NIH Research Projects · FY 2024 · 2018-08

Project Abstract PDA is the most common neoplasm of the pancreas, and is soon to be the second most common cause of cancer deaths in the United States. Surgical resection in Stage I/II patients provides the only opportunity for cure, yet >80% of patients will recur and die of their disease within 2-3 years2. The statistics for Stage III and Stage IV PDA are more dismal, having 12 and 6 month median overall survival times, respectively. Outside of BRCA2 mutations that confer sensitivity to platinum salts or PARP inhibition, or immune checkpoint inhibitors in patients with mismatch repair deficiency, there are few actionable targets in the PDA genome. Thus, it is essential that novel strategies are developed to extend survival. One innovative way to do so is to “treat evolution with evolution”. However, it is first imperative that we develop a deep understanding of PDA evolutionary biology. Our efforts will be focused on three questions with clear mechanistic and translational relevance to this ultimate goal. First, what are the features of clinically relevant intratumoral heterogeneity at the genetic and transcriptional level? Second, how do cell autonomous and non-cell autonomous factors influence the evolutionary dynamics of PDA? Third, how do PDA therapies influence evolutionary trajectories, and can they be more effectively used within the evolutionary context of a tumor? We will rely on whole exome or whole genome sequenced samples of primary and metastatic pancreatic cancer tissues, single cell technologies for copy number alterations or RNA expression, long-term evolution experiments, mouse models and computational models to address these questions.

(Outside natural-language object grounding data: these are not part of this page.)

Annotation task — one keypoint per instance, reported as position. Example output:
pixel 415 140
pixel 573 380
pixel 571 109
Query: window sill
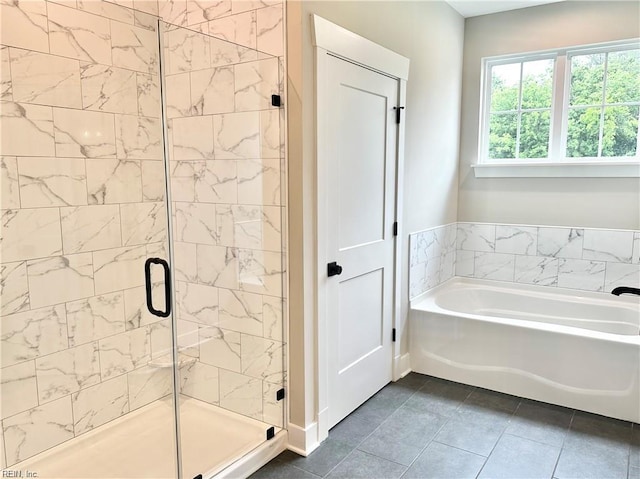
pixel 558 170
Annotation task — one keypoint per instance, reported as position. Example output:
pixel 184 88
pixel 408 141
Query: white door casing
pixel 357 54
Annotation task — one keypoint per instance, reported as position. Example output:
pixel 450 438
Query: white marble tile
pixel 240 311
pixel 538 270
pixel 237 136
pixel 33 431
pixel 496 266
pixel 14 288
pixel 218 266
pixel 239 29
pixel 60 278
pixel 148 384
pixel 27 130
pixel 114 181
pixel 261 358
pixel 516 239
pixel 212 91
pixel 255 82
pixel 9 187
pixel 33 334
pixel 67 371
pixel 48 182
pixel 200 381
pixel 185 262
pixel 192 139
pixel 260 272
pixel 124 352
pixel 242 394
pixel 95 318
pixel 99 404
pixel 90 228
pixel 173 11
pixel 635 258
pixel 119 268
pixel 199 11
pixel 560 242
pixel 148 91
pixel 581 274
pixel 153 178
pixel 220 348
pixel 24 25
pixel 216 182
pixel 226 53
pixel 80 35
pixel 621 274
pixel 19 389
pixel 252 227
pixel 45 79
pixel 259 182
pixel 197 303
pixel 84 134
pixel 134 48
pixel 108 10
pixel 138 138
pixel 476 237
pixel 109 89
pixel 270 30
pixel 143 223
pixel 178 95
pixel 30 233
pixel 270 134
pixel 608 245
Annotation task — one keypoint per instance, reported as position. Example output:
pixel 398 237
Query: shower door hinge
pixel 397 109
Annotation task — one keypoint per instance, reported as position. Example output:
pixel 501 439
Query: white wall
pixel 593 202
pixel 431 35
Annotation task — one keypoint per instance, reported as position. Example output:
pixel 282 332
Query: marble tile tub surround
pixel 80 169
pixel 586 259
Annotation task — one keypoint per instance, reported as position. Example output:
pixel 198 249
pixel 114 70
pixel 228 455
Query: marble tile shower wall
pixel 81 200
pixel 576 258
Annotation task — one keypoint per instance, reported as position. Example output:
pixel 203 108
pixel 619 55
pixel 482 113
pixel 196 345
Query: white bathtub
pixel 572 348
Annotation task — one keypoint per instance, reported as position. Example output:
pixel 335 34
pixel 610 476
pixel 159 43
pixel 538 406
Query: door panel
pixel 361 208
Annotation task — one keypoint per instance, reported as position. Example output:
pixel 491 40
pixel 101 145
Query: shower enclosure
pixel 141 257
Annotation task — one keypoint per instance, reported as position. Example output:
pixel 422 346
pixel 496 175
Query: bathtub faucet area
pixel 625 290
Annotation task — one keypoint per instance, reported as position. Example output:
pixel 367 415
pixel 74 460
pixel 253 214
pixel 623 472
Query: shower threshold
pixel 141 444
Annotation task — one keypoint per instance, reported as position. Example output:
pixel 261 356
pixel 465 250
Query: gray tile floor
pixel 424 427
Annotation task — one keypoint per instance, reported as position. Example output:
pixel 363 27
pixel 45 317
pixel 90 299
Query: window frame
pixel 559 114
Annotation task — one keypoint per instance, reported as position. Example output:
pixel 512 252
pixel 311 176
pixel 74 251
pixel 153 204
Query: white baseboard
pixel 303 441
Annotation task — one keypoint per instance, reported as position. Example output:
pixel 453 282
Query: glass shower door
pixel 224 152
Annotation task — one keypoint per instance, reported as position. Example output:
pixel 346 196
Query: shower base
pixel 141 444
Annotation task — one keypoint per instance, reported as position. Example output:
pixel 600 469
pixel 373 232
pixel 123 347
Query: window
pixel 568 106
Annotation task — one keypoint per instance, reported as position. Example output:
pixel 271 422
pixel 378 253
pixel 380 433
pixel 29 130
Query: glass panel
pixel 502 135
pixel 583 132
pixel 226 210
pixel 534 134
pixel 623 77
pixel 537 84
pixel 86 369
pixel 505 87
pixel 620 136
pixel 587 79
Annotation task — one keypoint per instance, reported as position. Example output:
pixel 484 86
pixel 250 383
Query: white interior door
pixel 361 181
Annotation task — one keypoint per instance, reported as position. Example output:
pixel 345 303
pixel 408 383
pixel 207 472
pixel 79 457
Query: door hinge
pixel 397 109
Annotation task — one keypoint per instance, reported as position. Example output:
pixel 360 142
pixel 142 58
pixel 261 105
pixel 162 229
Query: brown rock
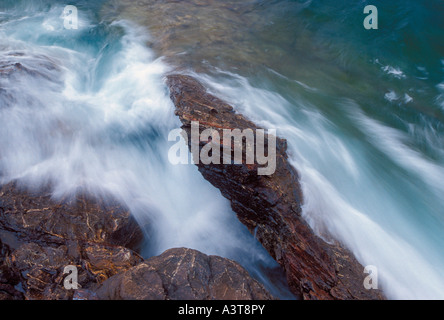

We aim to use the information gained over the period of this work to develop metrics of heterogeneity that will inform clinical management, including identification of the optimal agents and timing of administration based on the evolutionary context of the patients' PDA. Such questions are of broad interest in cancer biology in general and have a strong likelihood to impact upon other tumor types as well.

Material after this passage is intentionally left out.